Prof Mahao also declined the government’s request to allow lectures to continue while negotiations with the Development Planning ministry were ongoing.

He had argued that the university had not been given any guarantees that the requested fee structure would be honoured by the government through the NMDS hence the decision to suspend lectures.

However, Development Planning Minister Semano Sekatle said the university’s decision to increase the fees had been unilateral and unaffordable for the NMDS.

He also accused the students of being politically-motivated in protesting against the government instead of against the university which had raised their fees.

The back and forth between the two sides continued this week, with Mr Sekata saying his ministry was still reviewing the proposed fee structures.

After completing his review of the proposal, Mr Sekata would then present it to Finance Minister Tlohang Sekhamane for authorisation.

“As a government, we need a holistic assessment of these issues since we are the sole sponsor of the university,” Mr Sekata said.

“We also want to look at the proposed increases to critical courses like sciences and agriculture. We cannot allow the already low enrolment in those courses to get worse by becoming more expensive.

“As a country, we would end up only excelling in social sciences and humanities.”

For his part, Prof Mahao said the university had in February this year agreed with then acting Development Planning minister Joshua Setipa to hold off demands for the students to pay the new fees structures until 1 March 2017. He said Mr Setipa had promised to give the university feedback on whether they would pay the difference or not.

Prof Mahao said when Mr Sekatle was appointed as Development Planning minister later in February, he was given a “clear report” of what had transpired by Mr Setipa.

“Two weeks ago, in a telephonic conversation, the minister said he had received what he needed to go ahead to present a proposal to the Finance minister, and that is a report of the shortfall from the NMDS,” the NUL vice-chancellor said.

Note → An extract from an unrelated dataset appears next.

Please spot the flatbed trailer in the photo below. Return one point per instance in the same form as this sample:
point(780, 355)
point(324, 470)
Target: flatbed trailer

“In return, I informed him that exams start on 24 April 2017 and the students would not be allowed to sit for the exams without having cleared their tuition debts and he promised the shortfall would have been addressed by that time.”

Prof Mahao said he engaged Mr Sekatle to assist in reassuring the protesting students last week.

“I requested that he assist me with his deputy principal secretary and a legal officer of the ministry who would come explain to the NUL students why they should stop their demonstration and not petition the prime minister,” he said.

“However, even after being addressed and promised that the government was doing all it could to rescue them, the students went ahead with their protest march and petitioned the prime minister. So they (government) are now trying to punish the students by not addressing their concerns.”